Sous la cendre
Il n'y avait plus rien. L'homme – qui portait par ailleurs si bien la barbe – se dressait, droit dans ses bottes, les yeux scrutant les alentours. Non, il n'y avait plus rien. Que de la terre à perte de vue, des branches noires, craquelées, blanchies, que des cadavres d'animaux jonchant le sol par-ci par-là. Des larmes de rage vinrent couler sur ses joues sales, entraînant de la suie dans leurs sillons. De rage et de frustration, il donna violemment un coup de pied dans un vieux tronc ; son craquement résonna dans toute la plaine, comme une plainte déchirant le silence qui s'installe après un désastre.
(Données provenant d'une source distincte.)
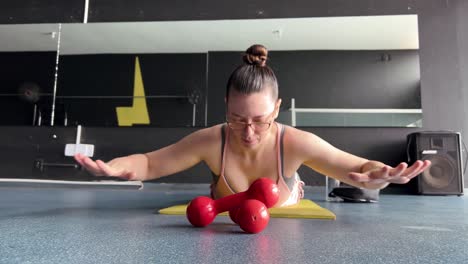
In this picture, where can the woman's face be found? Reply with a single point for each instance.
(249, 116)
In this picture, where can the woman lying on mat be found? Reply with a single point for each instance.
(251, 145)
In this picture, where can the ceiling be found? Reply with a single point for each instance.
(321, 33)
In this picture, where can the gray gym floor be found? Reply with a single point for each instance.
(93, 225)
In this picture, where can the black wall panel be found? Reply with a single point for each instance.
(443, 58)
(43, 11)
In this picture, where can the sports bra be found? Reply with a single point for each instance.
(291, 188)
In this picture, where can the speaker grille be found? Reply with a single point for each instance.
(443, 149)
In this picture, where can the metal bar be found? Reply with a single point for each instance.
(106, 96)
(361, 110)
(60, 165)
(293, 112)
(194, 114)
(206, 88)
(34, 114)
(85, 16)
(52, 113)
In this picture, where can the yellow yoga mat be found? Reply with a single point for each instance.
(304, 209)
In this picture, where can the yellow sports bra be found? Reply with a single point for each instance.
(291, 188)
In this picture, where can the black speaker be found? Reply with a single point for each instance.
(443, 149)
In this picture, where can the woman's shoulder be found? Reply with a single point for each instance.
(209, 134)
(296, 137)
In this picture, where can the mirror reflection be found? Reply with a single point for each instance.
(28, 55)
(332, 71)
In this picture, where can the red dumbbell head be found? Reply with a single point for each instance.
(264, 190)
(252, 216)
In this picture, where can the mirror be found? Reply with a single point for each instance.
(332, 71)
(28, 53)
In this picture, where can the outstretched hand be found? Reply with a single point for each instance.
(400, 174)
(113, 168)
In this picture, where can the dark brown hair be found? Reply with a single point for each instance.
(254, 75)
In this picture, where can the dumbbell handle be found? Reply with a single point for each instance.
(229, 202)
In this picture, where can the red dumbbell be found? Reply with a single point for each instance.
(202, 210)
(233, 211)
(252, 216)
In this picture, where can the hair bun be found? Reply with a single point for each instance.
(256, 55)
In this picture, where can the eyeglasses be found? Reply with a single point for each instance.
(256, 126)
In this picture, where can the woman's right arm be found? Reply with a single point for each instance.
(174, 158)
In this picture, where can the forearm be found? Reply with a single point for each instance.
(137, 163)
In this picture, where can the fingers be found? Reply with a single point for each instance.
(401, 174)
(88, 164)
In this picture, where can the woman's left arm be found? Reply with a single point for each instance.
(348, 168)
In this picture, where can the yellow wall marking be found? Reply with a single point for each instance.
(138, 112)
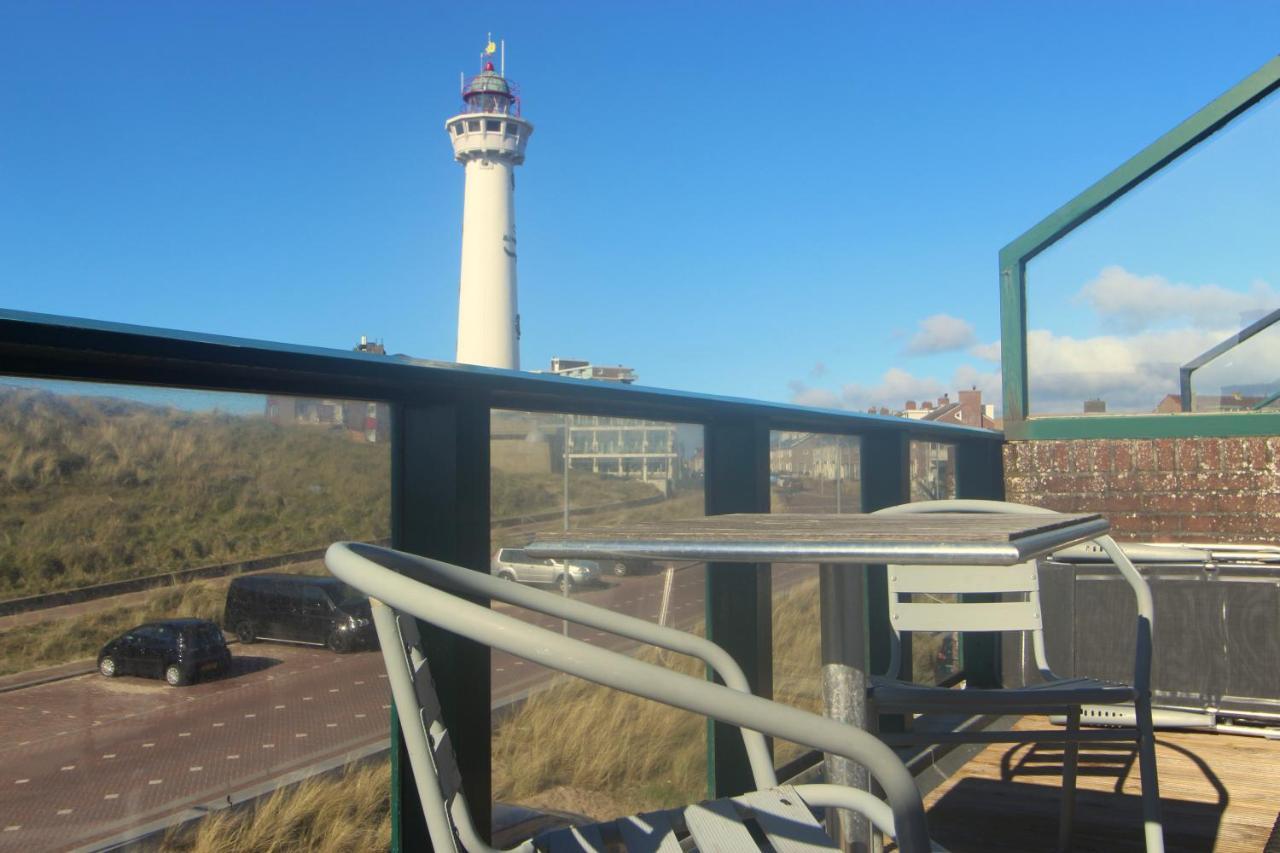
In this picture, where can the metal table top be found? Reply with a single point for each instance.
(940, 538)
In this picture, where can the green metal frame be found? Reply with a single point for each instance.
(1072, 215)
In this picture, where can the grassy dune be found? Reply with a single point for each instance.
(95, 489)
(575, 747)
(73, 638)
(346, 812)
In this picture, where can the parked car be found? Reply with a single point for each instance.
(515, 564)
(298, 609)
(638, 566)
(178, 651)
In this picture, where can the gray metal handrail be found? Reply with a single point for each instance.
(466, 580)
(408, 583)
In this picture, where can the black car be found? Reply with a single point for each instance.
(178, 651)
(301, 609)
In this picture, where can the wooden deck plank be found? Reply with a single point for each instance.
(1219, 793)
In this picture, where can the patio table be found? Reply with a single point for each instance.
(836, 542)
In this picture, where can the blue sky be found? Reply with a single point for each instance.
(762, 200)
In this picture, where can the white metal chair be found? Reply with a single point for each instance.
(914, 606)
(405, 587)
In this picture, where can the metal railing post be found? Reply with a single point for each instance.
(739, 596)
(981, 475)
(440, 509)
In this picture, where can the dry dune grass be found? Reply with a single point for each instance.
(344, 812)
(576, 747)
(80, 637)
(95, 489)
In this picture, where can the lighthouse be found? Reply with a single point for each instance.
(489, 138)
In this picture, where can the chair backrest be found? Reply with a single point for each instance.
(438, 779)
(931, 598)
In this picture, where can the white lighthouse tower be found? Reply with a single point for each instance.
(489, 140)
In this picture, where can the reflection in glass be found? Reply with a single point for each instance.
(933, 471)
(1240, 373)
(560, 743)
(932, 656)
(808, 473)
(814, 473)
(178, 493)
(1183, 261)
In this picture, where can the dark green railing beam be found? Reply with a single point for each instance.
(739, 596)
(440, 509)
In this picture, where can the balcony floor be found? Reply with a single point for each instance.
(1219, 793)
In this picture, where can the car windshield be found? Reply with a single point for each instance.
(344, 596)
(205, 635)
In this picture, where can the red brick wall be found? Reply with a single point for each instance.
(1161, 489)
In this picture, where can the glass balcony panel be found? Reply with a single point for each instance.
(1169, 270)
(935, 656)
(560, 743)
(1244, 378)
(176, 497)
(808, 473)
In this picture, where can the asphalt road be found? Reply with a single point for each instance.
(86, 758)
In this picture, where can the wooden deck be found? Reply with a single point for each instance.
(1219, 793)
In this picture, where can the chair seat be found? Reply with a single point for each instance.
(722, 825)
(891, 694)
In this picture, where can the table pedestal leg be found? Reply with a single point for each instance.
(844, 687)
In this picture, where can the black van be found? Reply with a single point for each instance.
(176, 649)
(301, 609)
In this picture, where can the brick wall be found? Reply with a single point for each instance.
(1156, 489)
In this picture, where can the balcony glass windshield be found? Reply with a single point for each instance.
(169, 635)
(1175, 267)
(936, 655)
(808, 473)
(560, 743)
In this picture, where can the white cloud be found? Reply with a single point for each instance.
(984, 381)
(801, 395)
(894, 389)
(1130, 302)
(941, 333)
(1129, 373)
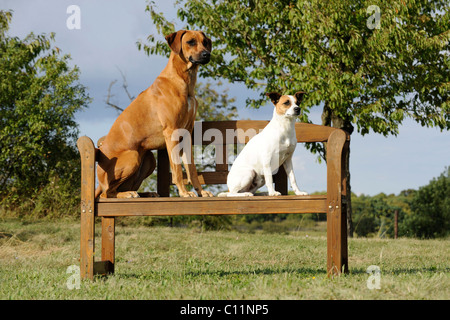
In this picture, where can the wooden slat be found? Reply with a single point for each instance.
(108, 241)
(87, 245)
(163, 177)
(334, 202)
(230, 132)
(211, 206)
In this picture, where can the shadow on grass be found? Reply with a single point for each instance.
(305, 272)
(302, 272)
Si lourd et si pesant lorsque l'on comprend qu'il n'y a plus d'espoir.
Il leva finalement son regard vers le ciel gris. Depuis plusieurs heures déjà, de minuscules flocons tombaient en cascade sur le sol, recouvrant la terre d'une épaisse poudre argentée. S'il n'avait pas été en plein été, il aurait pu les confondre avec la neige et son blanc manteau d'hiver – mais hélas, ce n'était pas la saison. L'homme retira son casque, laissant la cendre et la suie dissimuler peu à peu l'or de ses cheveux et passa une main sur sa nuque endolorie. Tout était gris, morne autour de lui. Les arbres avaient perdu de leur superbe, les feuilles qui n'avaient pas brûlées au sommet des résistants – derniers témoins du génocide champêtre – n'attendaient que le souffle du vent pour rejoindre la mort sur le sol. Une forte odeur de charbon embaumait encore l'air. Mais l'épaisse fumée noire, qui asphyxiait la terre, qui couvrait le ciel et crachait ses débris enflammés quelques heures plus tôt, s'était dissipée dans l'atmosphère.
Au milieu de la plaine, se dressaient les ruines d'une vieille bicoque encore fumante. Les flammes avaient rongé les murs et les poutres s'étaient effondrées sur elles-mêmes. Les vitres avaient explosé sous l'effet de la chaleur. Quelques fragments éparpillés jonchaient encore le sol, le reste ayant sûrement fondu dans l'incendie ; il n'y avait plus rien, ni meuble, ni souvenirs, ni signe de vie dans cette cabane de bûcheron. Le toit se dispersait en cendres et il ne restait de cette petite maisonnette qu'une architecture branlante et calcinée.
Cette nuit-là, lui et son équipe n'avaient rien pu faire et l'incendie avait englouti la forêt. Le pompier arrosait la cendre, cherchant les dernières braises pour éviter un nouveau départ de feu. Les branches se brisaient sous le poids de son corps et s'éparpillaient comme un château de sable. Parfois, il trouvait même encore quelques étincelles rougeoyantes cachées de sous cet épais manteau gris et se précipitait pour les noyer, les écraser ou les enterrer ; il fallait les étouffer avant qu'à nouveau le feu ne brûle les alentours. Il n'en faudrait qu'une, une seule, que le vent irait balayer vers de nouvelles terres à embraser. Et alors l'incendie pourrait renaître, tel un phœnix, tel un dragon surgissant à travers les branches pour dévorer les forêts et les vallées. De sa grande gueule, il avalerait les arbres et les buissons, engloutirait les champs et les animaux ; il laisserait éclater sa rage et ses ardeurs, ses flammes rouges et orangées rencontreraient les étoiles.
L'homme se baissa un instant et plongea ses mains dans la cendre. Il essuya la terre du bout des doigts, caressant la suie encore chaude, déplaçant le bois qui s’effritait à son contact. Et là, cachées sous les ténèbres, émergeaient déjà les prémices d'une nouvelle ère, d'un nouvel espoir : un petit bourgeon avait échappé au brasier. L'insolent brillait d'un précieux vert émeraude, lueur extaordinaire dans tout ce gris, note irréelle qui se dressait fièrement sous le soleil. Qui narguait-il ainsi ?
Un sourire éclaira le visage du valeureux pompier et une chaleur apaisante l'envahit peu à peu. Il renversa un peu d'eau sur la jeune pousse avant de se relever et de continuer son chemin.
La Nature avait ceci de merveilleux : sous cette mort apparente, la vie renaîtrait car c'est ce qu'elle faisait si bien au fil du temps, mourir et puis revivre dans un cercle sans fin.